Loeb believes that coexistence between the two models is ultimately symbiotic, which is one of the reasons why these off-price spinoffs are no longer limited to outlet malls. Indeed, they are now more likely to appear within walking distance of a regular store, much like the Bloomingdale’s Outlet flagship that opened on Manhattan’s Upper West Side (not far from the company’s world-famous 59th Street flagship) in November 2015.
“In the case of Macy’s, [Backstage] has added to the traffic in their stores. In the case of the Rack, Nordstrom feels that even if it is close to their main store that the sales have been enhanced for both locations.
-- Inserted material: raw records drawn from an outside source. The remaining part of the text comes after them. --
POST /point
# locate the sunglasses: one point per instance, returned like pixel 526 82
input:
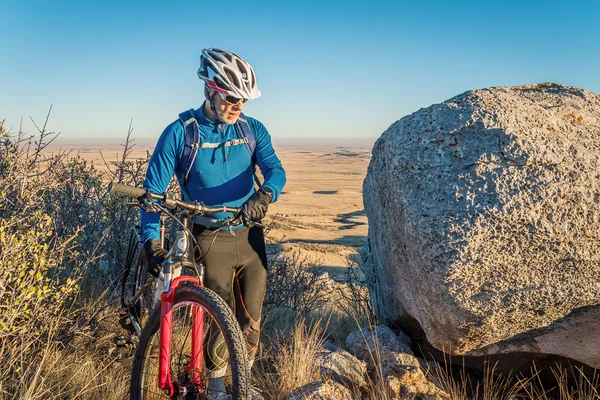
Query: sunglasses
pixel 231 100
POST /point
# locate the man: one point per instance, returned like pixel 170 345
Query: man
pixel 222 173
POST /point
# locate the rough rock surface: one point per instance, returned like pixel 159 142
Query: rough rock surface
pixel 484 222
pixel 328 390
pixel 409 382
pixel 342 366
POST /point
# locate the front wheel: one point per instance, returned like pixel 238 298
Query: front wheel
pixel 217 316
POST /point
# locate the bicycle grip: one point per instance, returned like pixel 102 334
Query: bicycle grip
pixel 125 189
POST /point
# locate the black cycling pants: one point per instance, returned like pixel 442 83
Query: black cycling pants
pixel 236 269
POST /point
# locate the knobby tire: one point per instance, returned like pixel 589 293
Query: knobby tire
pixel 224 318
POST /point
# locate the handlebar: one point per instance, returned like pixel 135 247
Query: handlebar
pixel 169 201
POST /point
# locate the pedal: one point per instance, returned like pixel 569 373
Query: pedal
pixel 125 322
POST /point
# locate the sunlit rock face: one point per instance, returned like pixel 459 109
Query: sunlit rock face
pixel 484 222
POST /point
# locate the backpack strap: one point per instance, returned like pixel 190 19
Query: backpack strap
pixel 192 141
pixel 244 132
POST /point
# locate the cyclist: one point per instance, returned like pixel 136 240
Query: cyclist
pixel 222 173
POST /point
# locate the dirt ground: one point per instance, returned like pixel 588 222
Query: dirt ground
pixel 320 214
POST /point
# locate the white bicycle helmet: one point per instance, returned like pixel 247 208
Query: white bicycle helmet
pixel 228 73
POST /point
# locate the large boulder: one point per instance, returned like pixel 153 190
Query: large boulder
pixel 484 222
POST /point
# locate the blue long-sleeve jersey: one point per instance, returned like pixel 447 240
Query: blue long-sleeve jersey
pixel 222 176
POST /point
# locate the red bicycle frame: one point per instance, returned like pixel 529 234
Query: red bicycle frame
pixel 166 326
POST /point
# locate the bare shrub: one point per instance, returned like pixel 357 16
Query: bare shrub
pixel 290 361
pixel 295 290
pixel 54 228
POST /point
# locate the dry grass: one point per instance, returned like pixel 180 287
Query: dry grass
pixel 290 361
pixel 62 241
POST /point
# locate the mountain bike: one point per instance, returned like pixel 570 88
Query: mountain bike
pixel 168 362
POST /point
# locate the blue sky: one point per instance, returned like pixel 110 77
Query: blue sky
pixel 337 72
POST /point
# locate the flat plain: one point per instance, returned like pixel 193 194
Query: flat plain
pixel 319 216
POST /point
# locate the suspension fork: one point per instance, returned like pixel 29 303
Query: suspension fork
pixel 165 381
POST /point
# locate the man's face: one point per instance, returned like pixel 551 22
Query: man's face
pixel 228 109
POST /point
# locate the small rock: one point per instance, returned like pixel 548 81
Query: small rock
pixel 342 366
pixel 368 342
pixel 328 390
pixel 409 382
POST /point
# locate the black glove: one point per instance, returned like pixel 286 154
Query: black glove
pixel 256 207
pixel 155 255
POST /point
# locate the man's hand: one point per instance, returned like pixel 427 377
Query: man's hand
pixel 256 207
pixel 155 255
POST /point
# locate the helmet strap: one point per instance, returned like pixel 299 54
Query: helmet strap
pixel 211 103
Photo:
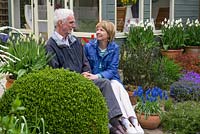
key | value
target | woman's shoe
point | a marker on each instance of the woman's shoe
(130, 129)
(114, 130)
(136, 124)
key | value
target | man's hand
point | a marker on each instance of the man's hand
(89, 76)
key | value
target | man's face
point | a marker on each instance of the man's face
(68, 25)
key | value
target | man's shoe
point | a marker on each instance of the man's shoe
(130, 129)
(120, 128)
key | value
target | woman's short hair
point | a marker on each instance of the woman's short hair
(62, 14)
(109, 27)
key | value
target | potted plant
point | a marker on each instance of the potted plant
(30, 56)
(172, 38)
(187, 87)
(192, 40)
(148, 107)
(139, 54)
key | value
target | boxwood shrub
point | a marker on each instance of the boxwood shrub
(67, 101)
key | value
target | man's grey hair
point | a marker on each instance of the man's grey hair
(62, 14)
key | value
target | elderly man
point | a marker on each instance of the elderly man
(69, 54)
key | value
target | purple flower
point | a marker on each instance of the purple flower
(191, 76)
(4, 37)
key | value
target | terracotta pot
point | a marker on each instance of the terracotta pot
(151, 122)
(172, 54)
(192, 50)
(132, 98)
(9, 81)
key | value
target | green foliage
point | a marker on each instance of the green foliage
(67, 101)
(182, 118)
(149, 102)
(165, 72)
(29, 54)
(138, 55)
(11, 124)
(192, 31)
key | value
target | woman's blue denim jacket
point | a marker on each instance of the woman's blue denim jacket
(109, 61)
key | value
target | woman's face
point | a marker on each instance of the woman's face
(101, 34)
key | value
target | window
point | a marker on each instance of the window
(86, 15)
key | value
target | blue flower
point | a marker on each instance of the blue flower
(4, 37)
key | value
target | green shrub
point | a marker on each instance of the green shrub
(67, 101)
(165, 72)
(182, 118)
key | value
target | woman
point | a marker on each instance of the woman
(103, 56)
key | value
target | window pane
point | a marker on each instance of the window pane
(124, 17)
(86, 14)
(160, 11)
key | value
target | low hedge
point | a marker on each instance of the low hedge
(67, 101)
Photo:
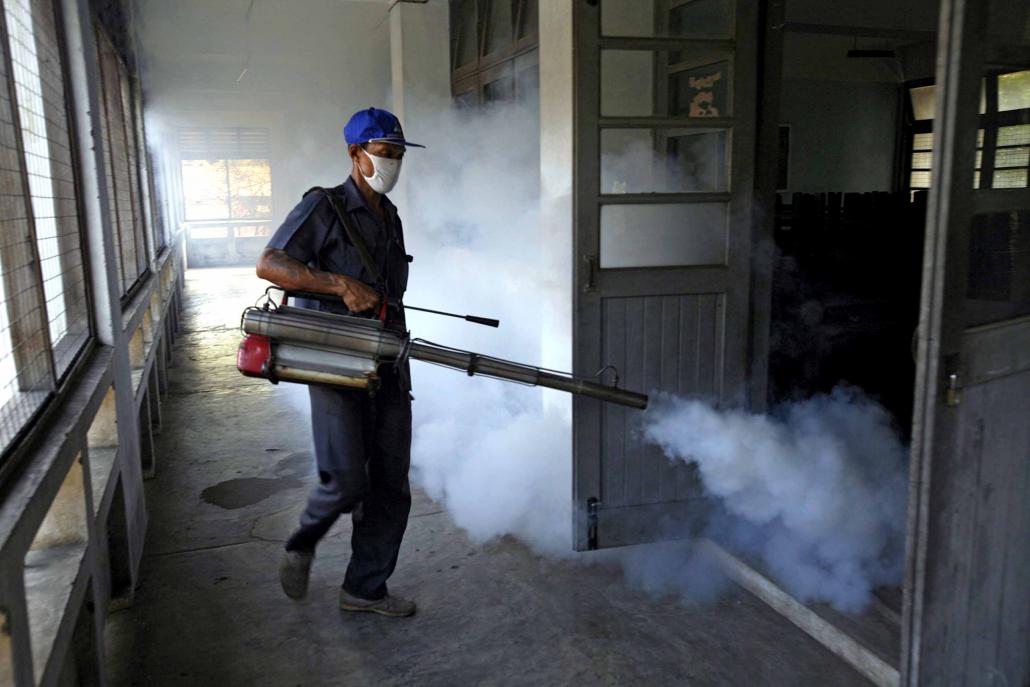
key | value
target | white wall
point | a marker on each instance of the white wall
(309, 65)
(843, 113)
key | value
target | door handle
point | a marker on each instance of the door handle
(591, 273)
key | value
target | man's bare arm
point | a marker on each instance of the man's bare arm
(275, 266)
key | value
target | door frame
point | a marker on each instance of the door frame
(735, 276)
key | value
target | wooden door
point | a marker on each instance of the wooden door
(664, 147)
(967, 587)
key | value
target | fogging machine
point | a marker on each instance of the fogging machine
(286, 343)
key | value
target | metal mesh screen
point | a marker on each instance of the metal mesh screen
(40, 92)
(26, 373)
(117, 167)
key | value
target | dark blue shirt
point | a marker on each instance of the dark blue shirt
(313, 235)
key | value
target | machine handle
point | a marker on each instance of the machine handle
(327, 298)
(488, 321)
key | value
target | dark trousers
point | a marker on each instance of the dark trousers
(363, 447)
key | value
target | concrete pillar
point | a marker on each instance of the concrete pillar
(419, 42)
(556, 129)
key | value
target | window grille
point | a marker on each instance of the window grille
(227, 181)
(26, 373)
(493, 50)
(1005, 162)
(40, 95)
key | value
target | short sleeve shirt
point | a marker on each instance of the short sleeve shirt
(313, 235)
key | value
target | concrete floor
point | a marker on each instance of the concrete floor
(234, 467)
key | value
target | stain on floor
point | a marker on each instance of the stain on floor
(244, 491)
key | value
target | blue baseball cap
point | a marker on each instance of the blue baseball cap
(375, 125)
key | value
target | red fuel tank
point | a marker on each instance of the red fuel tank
(254, 355)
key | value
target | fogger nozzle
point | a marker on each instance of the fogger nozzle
(309, 346)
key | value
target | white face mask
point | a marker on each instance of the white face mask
(384, 173)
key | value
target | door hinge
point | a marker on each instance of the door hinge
(591, 522)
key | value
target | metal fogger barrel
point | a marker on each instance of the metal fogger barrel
(308, 346)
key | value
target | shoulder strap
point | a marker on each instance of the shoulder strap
(354, 236)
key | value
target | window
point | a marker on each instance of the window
(44, 313)
(1002, 142)
(493, 50)
(227, 181)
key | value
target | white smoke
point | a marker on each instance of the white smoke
(493, 453)
(819, 492)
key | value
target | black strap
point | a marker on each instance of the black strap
(355, 239)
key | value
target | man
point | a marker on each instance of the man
(362, 441)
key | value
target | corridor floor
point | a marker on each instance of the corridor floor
(233, 469)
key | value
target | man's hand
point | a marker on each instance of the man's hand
(357, 296)
(290, 274)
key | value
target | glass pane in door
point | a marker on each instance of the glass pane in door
(663, 161)
(695, 19)
(688, 82)
(663, 235)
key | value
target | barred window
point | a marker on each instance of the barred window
(227, 181)
(44, 314)
(1002, 141)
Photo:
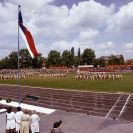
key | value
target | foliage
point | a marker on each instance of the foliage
(54, 58)
(25, 60)
(124, 85)
(88, 57)
(67, 58)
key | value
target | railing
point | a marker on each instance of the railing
(2, 120)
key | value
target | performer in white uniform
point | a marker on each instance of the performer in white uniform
(10, 125)
(34, 122)
(19, 113)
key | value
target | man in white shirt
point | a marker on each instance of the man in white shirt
(34, 122)
(18, 118)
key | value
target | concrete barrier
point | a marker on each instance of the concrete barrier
(2, 120)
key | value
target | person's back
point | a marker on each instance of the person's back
(25, 121)
(18, 116)
(10, 125)
(56, 130)
(34, 123)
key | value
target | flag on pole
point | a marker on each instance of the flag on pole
(27, 37)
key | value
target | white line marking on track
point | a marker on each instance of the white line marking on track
(64, 89)
(113, 106)
(124, 105)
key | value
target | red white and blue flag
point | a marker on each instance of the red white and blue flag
(27, 37)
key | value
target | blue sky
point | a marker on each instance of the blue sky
(103, 25)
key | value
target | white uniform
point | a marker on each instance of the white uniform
(10, 120)
(34, 123)
(18, 120)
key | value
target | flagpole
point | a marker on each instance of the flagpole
(18, 59)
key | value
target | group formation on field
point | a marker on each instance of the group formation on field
(9, 74)
(98, 76)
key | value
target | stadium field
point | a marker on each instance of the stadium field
(69, 82)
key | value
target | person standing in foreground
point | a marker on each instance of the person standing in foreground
(10, 124)
(25, 122)
(19, 113)
(34, 122)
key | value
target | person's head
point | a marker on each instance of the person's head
(26, 111)
(19, 109)
(9, 109)
(33, 112)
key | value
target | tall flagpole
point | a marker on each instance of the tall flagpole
(18, 59)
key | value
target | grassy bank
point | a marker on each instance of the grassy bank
(124, 85)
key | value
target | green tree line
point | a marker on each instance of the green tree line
(55, 58)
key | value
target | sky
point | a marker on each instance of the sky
(106, 26)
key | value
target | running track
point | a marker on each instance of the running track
(108, 105)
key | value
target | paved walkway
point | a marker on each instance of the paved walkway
(78, 123)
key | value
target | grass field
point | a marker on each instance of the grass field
(124, 85)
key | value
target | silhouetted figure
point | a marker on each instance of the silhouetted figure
(56, 127)
(18, 116)
(34, 122)
(25, 122)
(10, 124)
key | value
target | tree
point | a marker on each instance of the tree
(25, 59)
(37, 62)
(72, 51)
(79, 52)
(88, 57)
(76, 61)
(67, 58)
(101, 62)
(53, 58)
(13, 60)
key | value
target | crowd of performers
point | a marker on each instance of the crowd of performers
(98, 76)
(53, 73)
(13, 74)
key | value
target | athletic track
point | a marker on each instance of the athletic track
(108, 105)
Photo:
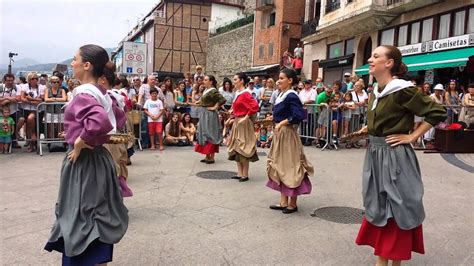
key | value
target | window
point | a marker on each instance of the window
(427, 33)
(335, 50)
(415, 33)
(349, 49)
(387, 37)
(470, 23)
(402, 35)
(459, 19)
(444, 26)
(271, 19)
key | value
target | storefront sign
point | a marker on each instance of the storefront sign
(438, 45)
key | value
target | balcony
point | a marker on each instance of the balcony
(401, 6)
(309, 27)
(264, 5)
(331, 6)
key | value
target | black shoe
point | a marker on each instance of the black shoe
(288, 211)
(243, 179)
(277, 207)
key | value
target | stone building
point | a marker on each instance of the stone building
(436, 37)
(176, 33)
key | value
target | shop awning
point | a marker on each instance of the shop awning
(451, 58)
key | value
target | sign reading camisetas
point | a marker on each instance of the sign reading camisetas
(438, 45)
(134, 58)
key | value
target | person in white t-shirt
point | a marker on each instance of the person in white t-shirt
(154, 109)
(308, 96)
(32, 94)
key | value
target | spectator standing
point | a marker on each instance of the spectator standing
(32, 94)
(155, 110)
(265, 104)
(346, 83)
(307, 96)
(9, 97)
If there is more foot traffic in the area, more customers come and visit them,” says Loeb.
Sandi Jaffe, a sales rep for the men’s sportswear brand Tokyo Laundry, notes that the appeal or shunning of outlets – whether by end consumers or vendors – ultimately comes down to, like almost everything else in fashion and retail, perceived image. “Sometimes it’s a positioning thing,” she says. “It’s a lot better to be in a Saks OFF 5th as opposed to Marshalls.”
Perhaps. But try telling that to Wall Street!